The art market has so far remained remarkably buoyant despite the general economic downturn. 2011 was a year in which the art market outperformed the stock market by 9%, effectively making art a better investment that stock. But there are fears that this relative vibrancy may wither in the year to come, if the economy remains flat or worsens. In this context, exhibitors at the 24th London Art Fair, which specialises in Modern British and contemporary art, were surveyed to get a sense of how they felt they would fare, not just during the fair, but in 2012.
But the galleries remain optimistic, confident that the art market will always be buoyed by the fact that collectors will buy whatever the economic outlook. This belief, it seems, comes from the principle that, while art may be a good investment, collectors ultimately collect for the love of artwork. 72% of galleries, for example, cited factors such as ‘passion’ for a particular artist (33%), recognition of high quality (20%), and enjoyment of buying (19%), as the reason people collect art. In the words of one gallerist, ‘the people who keep coming back are those who have a deep attachment to the art. It is fundamental to the way they live.’ Only 8% of galleries think that collectors buy work primarily as an investment.

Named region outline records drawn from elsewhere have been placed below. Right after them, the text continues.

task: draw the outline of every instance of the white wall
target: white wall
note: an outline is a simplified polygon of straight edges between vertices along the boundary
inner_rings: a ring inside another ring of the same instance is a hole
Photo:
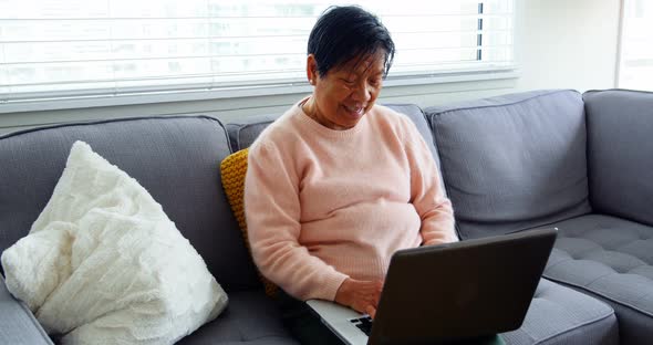
[[[381,103],[421,106],[537,88],[615,85],[619,0],[515,0],[518,77],[386,87]],[[226,122],[280,114],[303,94],[0,114],[0,134],[39,124],[199,113]]]
[[[516,0],[518,90],[615,86],[619,0]]]

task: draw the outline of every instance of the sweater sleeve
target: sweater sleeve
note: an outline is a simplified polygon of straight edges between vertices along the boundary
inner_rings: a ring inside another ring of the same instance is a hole
[[[411,123],[407,155],[411,166],[411,201],[422,219],[424,245],[458,241],[452,201],[445,196],[435,159],[417,128]]]
[[[333,301],[348,275],[299,243],[299,176],[293,158],[283,153],[271,143],[260,143],[249,151],[245,211],[255,263],[297,299]]]

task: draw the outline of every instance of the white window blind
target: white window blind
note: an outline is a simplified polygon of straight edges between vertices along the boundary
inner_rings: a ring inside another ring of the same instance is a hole
[[[0,0],[0,103],[304,83],[331,1]],[[388,79],[512,65],[512,0],[375,1]]]
[[[623,3],[618,86],[653,91],[653,1]]]

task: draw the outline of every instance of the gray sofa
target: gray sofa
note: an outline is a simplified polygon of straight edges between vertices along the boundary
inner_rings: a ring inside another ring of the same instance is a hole
[[[536,91],[392,107],[434,144],[462,239],[560,229],[524,325],[502,334],[506,343],[653,344],[652,93]],[[226,312],[180,344],[297,344],[262,291],[219,176],[220,161],[278,115],[227,125],[134,117],[2,136],[0,251],[27,234],[81,139],[152,194],[229,294]],[[0,343],[51,344],[1,280]]]

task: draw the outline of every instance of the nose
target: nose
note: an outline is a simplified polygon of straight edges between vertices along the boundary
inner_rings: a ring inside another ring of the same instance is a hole
[[[357,83],[355,87],[352,88],[352,98],[356,102],[367,102],[372,98],[372,90],[367,83],[362,82]]]

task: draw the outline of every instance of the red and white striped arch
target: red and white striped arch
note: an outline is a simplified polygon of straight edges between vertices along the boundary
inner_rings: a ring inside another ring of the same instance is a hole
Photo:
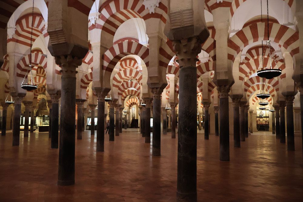
[[[42,52],[39,50],[35,50],[22,58],[17,64],[17,70],[16,75],[22,78],[24,77],[26,73],[29,71],[29,61],[31,55],[32,55],[32,64],[35,66],[32,68],[33,71],[37,70],[37,65],[42,66],[44,69],[47,67],[47,58],[42,54]],[[34,66],[33,65],[33,66]]]
[[[228,58],[233,62],[238,54],[251,42],[267,40],[267,23],[258,22],[243,28],[228,41]],[[269,23],[269,39],[283,46],[292,56],[299,52],[299,33],[291,28]]]
[[[122,94],[122,100],[124,100],[125,98],[128,96],[130,95],[132,96],[136,96],[137,98],[139,98],[140,96],[140,92],[139,91],[134,89],[128,89],[125,90]]]
[[[127,69],[134,69],[139,71],[142,72],[137,62],[137,60],[132,58],[126,58],[120,61],[119,71],[121,71]]]
[[[86,89],[93,80],[93,68],[88,69],[88,72],[84,75],[81,79],[80,88],[83,89]]]
[[[134,105],[139,106],[139,100],[137,97],[132,98],[126,101],[125,105],[127,107],[131,107]]]
[[[122,95],[123,92],[126,89],[134,88],[137,91],[140,92],[140,84],[136,82],[124,82],[119,86],[118,88],[118,94]]]
[[[139,84],[142,83],[142,73],[132,69],[128,69],[120,71],[115,75],[113,78],[112,86],[118,88],[123,81],[134,79]]]
[[[17,20],[16,22],[15,34],[14,35],[14,36],[17,36],[8,39],[8,43],[15,42],[30,47],[32,20],[33,20],[33,25],[32,43],[41,35],[45,38],[48,35],[44,26],[44,20],[42,15],[35,13],[33,16],[32,13],[30,13],[21,16]]]
[[[102,56],[102,69],[112,72],[117,63],[122,58],[129,55],[140,57],[148,67],[148,48],[136,42],[125,41],[114,45]]]

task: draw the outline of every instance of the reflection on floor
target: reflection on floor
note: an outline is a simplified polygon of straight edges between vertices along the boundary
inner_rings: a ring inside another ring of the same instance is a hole
[[[105,136],[105,151],[96,154],[96,136],[76,140],[76,184],[57,184],[58,149],[46,133],[35,132],[12,146],[12,134],[0,136],[0,201],[174,201],[177,139],[161,135],[161,156],[152,157],[137,129],[123,130],[114,142]],[[254,133],[257,134],[257,133]],[[273,136],[250,135],[233,147],[230,161],[219,160],[219,137],[198,134],[199,201],[302,201],[302,140],[296,151]]]

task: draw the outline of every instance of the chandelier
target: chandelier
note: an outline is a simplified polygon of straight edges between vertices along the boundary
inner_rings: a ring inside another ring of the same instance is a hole
[[[263,50],[263,41],[262,40],[262,57],[261,59],[261,62],[260,63],[258,71],[257,72],[257,75],[260,77],[265,78],[268,79],[270,79],[276,77],[281,75],[282,73],[282,70],[278,68],[278,66],[277,64],[277,61],[275,58],[274,49],[270,44],[270,40],[269,40],[269,20],[268,14],[268,0],[267,0],[267,39],[266,41],[266,45],[265,45],[265,48]],[[261,21],[262,22],[262,1],[261,0]],[[265,56],[265,52],[266,49],[268,48],[269,50],[269,58],[270,67],[267,68],[266,66],[265,66],[264,65],[264,57]],[[272,61],[272,58],[273,61]],[[275,65],[276,68],[274,68],[272,67],[273,61],[274,61]]]
[[[15,101],[13,100],[13,98],[12,97],[12,95],[10,95],[11,97],[11,99],[10,100],[8,100],[7,98],[8,97],[8,94],[7,94],[7,96],[6,96],[6,98],[5,98],[5,103],[7,103],[8,104],[12,104],[13,103],[15,103]]]
[[[33,8],[32,11],[32,30],[31,32],[31,51],[29,56],[29,65],[28,65],[28,69],[27,70],[26,73],[25,74],[25,75],[24,75],[24,78],[23,78],[23,81],[22,81],[22,83],[21,83],[21,87],[24,90],[29,91],[35,90],[38,88],[38,85],[35,84],[35,81],[34,81],[34,77],[33,76],[33,72],[32,71],[33,66],[32,65],[32,40],[33,38],[33,26],[34,26],[34,0],[33,0]],[[29,70],[29,71],[28,71]],[[24,81],[25,80],[25,78],[27,78],[28,76],[30,73],[31,75],[30,83],[29,84],[28,82],[26,82],[25,83]]]

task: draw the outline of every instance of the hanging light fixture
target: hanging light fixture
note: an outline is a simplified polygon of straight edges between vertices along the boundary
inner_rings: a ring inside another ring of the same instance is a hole
[[[8,94],[7,94],[7,96],[6,96],[6,98],[5,98],[5,103],[7,103],[8,104],[12,104],[15,103],[15,101],[13,100],[13,98],[12,97],[12,95],[10,95],[11,97],[11,99],[10,100],[7,99],[8,97]]]
[[[282,73],[282,70],[278,68],[278,66],[277,64],[277,61],[275,58],[274,49],[270,44],[270,40],[269,40],[269,20],[268,14],[268,0],[267,0],[267,40],[266,41],[266,45],[265,46],[265,49],[263,51],[263,41],[262,40],[262,57],[261,59],[261,62],[260,63],[260,65],[258,68],[257,72],[257,75],[260,77],[265,78],[268,79],[270,79],[276,77],[281,75]],[[261,0],[261,20],[262,22],[262,1]],[[264,57],[265,56],[265,52],[268,48],[269,51],[269,58],[270,63],[270,67],[267,68],[266,66],[264,66]],[[271,58],[274,61],[275,64],[275,68],[273,68],[272,65],[272,62],[271,61]],[[261,67],[262,65],[262,67]]]
[[[266,87],[266,89],[267,90],[266,91],[265,90],[265,87]],[[265,99],[270,97],[270,94],[269,94],[269,92],[268,91],[268,88],[267,88],[267,85],[266,84],[265,79],[263,78],[262,78],[262,82],[261,84],[260,91],[259,92],[259,93],[257,94],[257,97],[262,99]]]
[[[268,102],[266,100],[264,100],[263,99],[261,99],[259,102],[259,104],[262,106],[266,106],[268,104]]]
[[[166,103],[166,106],[165,107],[165,109],[170,109],[171,108],[171,107],[170,104],[168,101],[167,103]]]
[[[33,72],[32,71],[33,66],[32,65],[32,40],[33,38],[33,26],[34,26],[34,0],[33,0],[33,9],[32,12],[32,31],[31,32],[31,49],[30,53],[29,56],[29,65],[28,65],[29,69],[26,71],[26,73],[24,75],[24,78],[22,81],[22,83],[21,84],[21,87],[27,91],[32,91],[36,90],[38,88],[38,85],[35,84],[34,81],[33,77]],[[29,71],[28,71],[28,70]],[[24,81],[25,79],[27,78],[28,75],[30,74],[31,75],[31,82],[30,83],[28,83],[28,82],[24,83]]]
[[[109,93],[109,97],[108,97],[106,95],[105,96],[105,98],[104,98],[104,100],[105,100],[105,102],[108,102],[109,101],[112,100],[112,95],[111,95],[110,93]]]

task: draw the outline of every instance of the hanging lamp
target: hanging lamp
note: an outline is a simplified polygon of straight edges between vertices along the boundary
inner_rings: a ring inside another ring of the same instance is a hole
[[[267,90],[266,91],[265,90],[265,87]],[[268,98],[270,97],[270,94],[269,94],[269,92],[268,91],[268,88],[267,88],[267,85],[266,84],[265,79],[264,78],[262,78],[262,82],[261,84],[260,91],[259,91],[259,93],[257,94],[257,97],[262,99]]]
[[[170,109],[171,108],[171,107],[170,104],[168,103],[168,102],[167,102],[167,103],[166,103],[166,106],[165,107],[165,109]]]
[[[112,100],[112,95],[111,95],[110,93],[109,93],[109,97],[108,97],[106,95],[105,96],[104,100],[105,100],[105,102],[108,102],[109,101]]]
[[[33,66],[32,65],[32,40],[33,38],[33,26],[34,26],[34,0],[33,0],[33,9],[32,12],[32,31],[31,32],[31,49],[30,53],[29,56],[29,65],[28,65],[29,70],[26,71],[26,73],[24,75],[24,78],[22,81],[22,83],[21,84],[21,87],[27,91],[30,91],[34,90],[36,90],[38,88],[38,85],[35,84],[35,81],[33,79],[33,72],[32,71]],[[28,82],[24,83],[24,81],[25,79],[27,78],[28,75],[30,73],[31,75],[31,82],[29,84]]]
[[[261,21],[262,22],[262,1],[261,0]],[[266,45],[265,46],[265,50],[263,51],[263,41],[262,40],[262,57],[261,60],[262,62],[260,63],[260,65],[258,68],[258,71],[257,71],[257,75],[260,77],[265,78],[268,79],[270,79],[276,77],[281,75],[282,73],[282,70],[278,68],[278,66],[277,64],[277,61],[276,61],[275,58],[274,50],[272,48],[271,45],[270,44],[270,40],[269,40],[269,20],[268,14],[268,0],[267,0],[267,40],[266,41]],[[265,52],[267,49],[267,47],[268,48],[269,51],[269,58],[270,61],[270,67],[269,68],[267,68],[266,66],[264,66],[264,57],[265,56]],[[275,67],[276,68],[273,68],[272,67],[272,62],[271,61],[271,58],[272,58],[273,60],[275,61]],[[261,67],[261,65],[262,67]]]
[[[8,94],[7,94],[7,96],[6,96],[6,98],[5,98],[5,103],[7,103],[8,104],[12,104],[15,103],[15,101],[13,100],[13,98],[12,97],[12,95],[10,95],[11,97],[10,100],[8,99]]]

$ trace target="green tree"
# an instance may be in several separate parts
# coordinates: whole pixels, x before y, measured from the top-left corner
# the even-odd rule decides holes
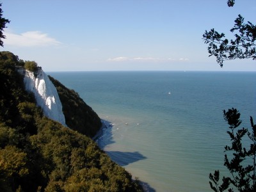
[[[228,1],[228,6],[233,6],[234,0]],[[205,31],[203,39],[209,44],[209,56],[216,57],[218,63],[223,66],[223,61],[235,59],[252,58],[256,60],[256,26],[250,22],[244,22],[244,19],[239,15],[235,24],[230,29],[234,33],[234,39],[228,40],[223,33],[218,33],[214,28]]]
[[[4,31],[4,29],[6,28],[5,25],[7,23],[9,23],[10,20],[4,17],[2,17],[3,10],[2,8],[1,8],[1,6],[2,6],[2,3],[0,3],[0,45],[3,47],[4,43],[2,40],[2,38],[5,38],[5,35],[3,35],[3,31]]]
[[[228,0],[227,4],[228,6],[233,6],[235,0]],[[244,18],[239,15],[230,31],[239,33],[235,34],[235,39],[228,41],[225,38],[224,33],[220,33],[214,29],[209,32],[205,31],[203,39],[205,44],[209,44],[209,56],[216,56],[221,67],[225,60],[237,58],[256,60],[256,26],[250,22],[244,24]],[[227,133],[232,142],[230,146],[225,147],[224,166],[228,170],[230,176],[223,177],[220,180],[219,170],[216,170],[214,174],[210,173],[211,188],[214,191],[224,191],[226,189],[234,191],[233,188],[239,191],[255,191],[256,125],[251,116],[252,129],[237,128],[241,124],[238,111],[232,108],[227,112],[224,110],[223,113],[224,119],[229,125]],[[248,147],[244,147],[246,145]]]

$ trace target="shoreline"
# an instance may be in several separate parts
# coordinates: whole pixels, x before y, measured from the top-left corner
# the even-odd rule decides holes
[[[96,143],[98,143],[98,140],[103,136],[103,130],[104,129],[109,129],[109,128],[112,128],[113,127],[113,124],[106,120],[104,119],[100,119],[101,123],[102,124],[102,125],[100,128],[100,129],[98,131],[98,132],[96,133],[96,134],[92,138],[92,139],[96,142]]]

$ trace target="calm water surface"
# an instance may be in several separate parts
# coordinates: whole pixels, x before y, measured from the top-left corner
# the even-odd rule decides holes
[[[256,73],[48,72],[111,122],[98,140],[151,191],[212,191],[209,174],[229,143],[223,109],[256,121]]]

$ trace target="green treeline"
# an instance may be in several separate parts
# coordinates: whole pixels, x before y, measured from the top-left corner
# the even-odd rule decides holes
[[[0,52],[0,191],[142,191],[138,181],[79,132],[91,136],[95,131],[76,131],[44,116],[15,70],[22,61]],[[92,122],[89,127],[99,125]]]
[[[97,113],[74,90],[68,89],[53,77],[49,77],[57,89],[66,124],[72,129],[88,136],[95,136],[102,125]]]

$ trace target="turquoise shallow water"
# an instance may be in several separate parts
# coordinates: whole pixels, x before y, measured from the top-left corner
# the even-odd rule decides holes
[[[244,127],[256,121],[255,72],[48,74],[113,124],[99,145],[152,191],[211,191],[229,143],[222,110],[236,108]]]

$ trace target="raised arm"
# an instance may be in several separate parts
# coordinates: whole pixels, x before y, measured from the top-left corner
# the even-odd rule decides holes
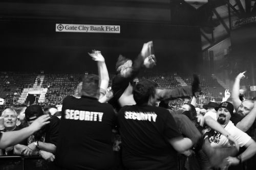
[[[256,118],[256,102],[250,113],[237,124],[237,127],[243,132],[246,132],[251,127]]]
[[[233,101],[233,105],[234,108],[237,109],[239,106],[241,105],[242,101],[239,99],[239,89],[240,88],[240,80],[244,78],[244,74],[246,71],[240,73],[234,80],[233,89],[232,89],[232,93],[231,96]]]
[[[228,89],[225,90],[224,94],[224,97],[222,98],[222,101],[221,102],[221,103],[226,102],[228,98],[230,97],[230,93],[228,91]]]
[[[228,163],[228,166],[231,165],[237,165],[255,155],[256,153],[256,142],[252,139],[251,138],[244,146],[246,148],[246,150],[241,154],[236,157],[229,156],[226,158]]]
[[[196,106],[196,105],[197,105],[197,98],[195,96],[193,96],[193,98],[191,100],[190,104],[191,104],[194,106]]]
[[[99,99],[101,99],[105,94],[110,80],[105,59],[99,51],[93,51],[93,53],[88,54],[92,57],[93,60],[97,61],[97,64],[98,65],[98,72],[99,77],[99,87],[100,87]]]
[[[231,136],[229,133],[226,131],[220,124],[219,124],[212,117],[207,115],[204,116],[204,122],[211,129],[225,136],[231,143],[234,143],[237,148],[238,149],[239,144],[237,140]]]

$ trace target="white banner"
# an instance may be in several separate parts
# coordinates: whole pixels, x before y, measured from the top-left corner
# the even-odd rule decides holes
[[[56,32],[120,33],[120,26],[56,24]]]

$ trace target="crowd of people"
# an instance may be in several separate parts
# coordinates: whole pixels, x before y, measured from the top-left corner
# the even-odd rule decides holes
[[[156,65],[152,47],[144,43],[134,61],[120,55],[113,79],[93,51],[98,75],[67,76],[75,86],[53,83],[46,101],[55,106],[5,108],[0,154],[39,156],[64,170],[254,169],[256,102],[240,92],[245,72],[221,102],[198,105],[197,75],[187,86],[168,76],[137,80],[142,67]],[[173,87],[159,88],[161,81]]]

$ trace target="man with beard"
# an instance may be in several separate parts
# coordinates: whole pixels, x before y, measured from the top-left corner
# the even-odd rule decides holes
[[[42,115],[44,111],[38,105],[30,105],[25,110],[25,117],[29,126]],[[48,125],[28,138],[27,145],[21,144],[15,145],[14,154],[27,156],[38,155],[45,160],[53,161],[60,122],[58,117],[52,116]]]
[[[256,153],[256,143],[246,133],[243,132],[237,128],[231,121],[230,120],[231,114],[233,114],[233,106],[228,102],[221,103],[218,107],[215,108],[217,112],[217,120],[223,128],[229,133],[229,135],[232,135],[239,144],[240,147],[244,147],[246,150],[236,157],[234,152],[230,152],[233,156],[228,156],[224,160],[226,167],[230,165],[238,165],[239,163],[252,157]],[[206,135],[205,139],[207,138]],[[231,146],[227,136],[223,134],[214,132],[209,136],[209,140],[211,147],[227,148]],[[227,155],[228,153],[226,153]],[[223,163],[223,162],[222,162]]]
[[[241,101],[239,98],[240,81],[245,77],[244,75],[245,72],[240,73],[234,80],[231,98],[237,113],[232,115],[231,120],[237,127],[243,132],[249,130],[250,128],[251,129],[249,131],[252,130],[254,131],[256,126],[253,126],[254,127],[251,127],[252,125],[254,125],[253,124],[256,125],[256,123],[254,123],[256,118],[256,110],[253,110],[254,102],[249,100]],[[250,132],[247,132],[251,134]]]

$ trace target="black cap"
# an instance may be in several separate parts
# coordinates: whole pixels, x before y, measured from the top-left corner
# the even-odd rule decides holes
[[[209,107],[212,107],[215,108],[216,107],[218,107],[219,104],[215,102],[210,102],[207,105],[204,105],[203,106],[203,108],[205,109],[207,109]]]
[[[25,117],[28,121],[34,120],[44,114],[42,108],[38,105],[30,105],[25,110]],[[35,118],[30,119],[30,117],[36,116]]]
[[[222,102],[219,105],[219,106],[216,107],[214,109],[215,110],[218,111],[219,108],[227,109],[230,114],[233,114],[233,111],[234,110],[234,106],[231,103],[228,102]]]

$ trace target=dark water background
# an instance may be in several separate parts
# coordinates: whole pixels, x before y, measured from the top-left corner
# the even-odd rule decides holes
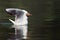
[[[8,38],[14,19],[5,8],[21,8],[29,11],[29,40],[60,40],[60,0],[0,0],[0,40]]]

But the point has also been made that factors like low interest rates may indeed have driven more people to invest in art, with 16% of galleries believing this to be true.
A further reason for belief in continued art market buoyancy, in London at least, is the Olympics, with 75% of galleries believing that the Games will have a positive effect on their business. Similarly, given that the London Art Fair galleries specialise in Modern British and contemporary art, 2012 looks to be a good year for these galleries, with blockbuster exhibitions of Lucian Freud, David Hockney, and Damien Hirst, promising to increase the profile of their field.